データとデジタル技術の活用:4つのデジタル化

「データとデジタル技術の活用」とは、次に挙げる4つのデジタル化の推進であると考えています。

  1. コミュニケーション(情報流通)のデジタル化
  2. フロント業務のデジタル化(ビジネスモデルのDX)
  3. バックオフィス業務のデジタル化
  4. 経営(経営管理)のデジタル化

この4つの解説については、また別記事で行いたいと思います。

企業競争力の向上:スピード↑品質↑コスト↓

DX推進による企業競争力とは何なのか、突き詰めると次の3つになります。

1. スピード(効率)の改善

2. 品質(精度)の改善

3. コスト(費用)の削減

スピード(効率)の改善

DXによって、従来10の時間(工数)が掛かっていた業務が、7〜8、場合によっては2〜3の時間(工数)で完了させられることを意味します。つまり、DXが進んでいる企業は、他社よりもプロダクト開発やサービス改善のスピードが早くなります。

具体例としては、従来アナログ(紙ベース)で外部委託していた市場調査を、内部で行うインターネット調査に切り替えた場合、設計から結果が出るまで1ヶ月掛かっていたものが、1週間(早ければ2-3日)で終わります。

品質(精度)の改善

品質と書いてますが、言葉として正確性が高いのは「精度」の改善という理解です。同じ人が携わる場合、デジタル技術の利用で仕事の品質(Quality)が改善することは稀ですが、精度(Accuracy)(=ミスが減る)が改善することは大いに期待できます。

具体例として、経営(経営管理)のデジタル化を推進することで、現場の成果(パフォーマンス)がリアルタイムKPIとして可視化することが可能です。
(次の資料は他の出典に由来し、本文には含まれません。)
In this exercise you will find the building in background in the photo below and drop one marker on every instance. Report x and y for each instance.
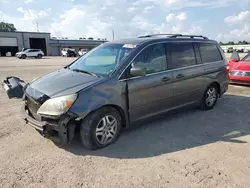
(16, 41)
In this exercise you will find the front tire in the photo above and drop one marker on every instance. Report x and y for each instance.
(100, 128)
(210, 97)
(39, 56)
(23, 56)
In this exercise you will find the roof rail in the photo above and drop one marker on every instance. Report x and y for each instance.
(161, 34)
(189, 36)
(174, 36)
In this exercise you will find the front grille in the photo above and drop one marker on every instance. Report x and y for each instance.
(34, 100)
(32, 105)
(240, 73)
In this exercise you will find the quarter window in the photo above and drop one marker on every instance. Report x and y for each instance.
(209, 53)
(181, 55)
(152, 59)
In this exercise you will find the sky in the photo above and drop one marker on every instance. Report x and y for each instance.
(221, 20)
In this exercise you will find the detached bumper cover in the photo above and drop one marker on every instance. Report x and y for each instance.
(39, 125)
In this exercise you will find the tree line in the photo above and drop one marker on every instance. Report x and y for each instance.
(234, 43)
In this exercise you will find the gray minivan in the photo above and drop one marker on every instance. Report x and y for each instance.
(123, 81)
こうなると、従来よりも早いタイミングでより性格な情報が経営に届くので、経営判断を行うスピードだけでなく、精度も改善します。

コスト(費用)の削減

デジタル化のためのITツールは導入費用がかかりますが、正しい使い方ができれば、企業としての総費用は下がる可能性が高いです。基本的な考え方として、社員が携わる業務は、低付加価値な単純作業は機械化(自動化)し、高付加価値な業務に寄せていくことで、同じ成果を出すための人員数は少なくて済むようになります。

具体例として、事務員が請求書の発行や、各種帳票の管理、ファイリングなどを行なっていたとして、そうした業務をデジタル化すれば、ペーパーワーク自体が無くなるので、事務員分のコストが浮きます。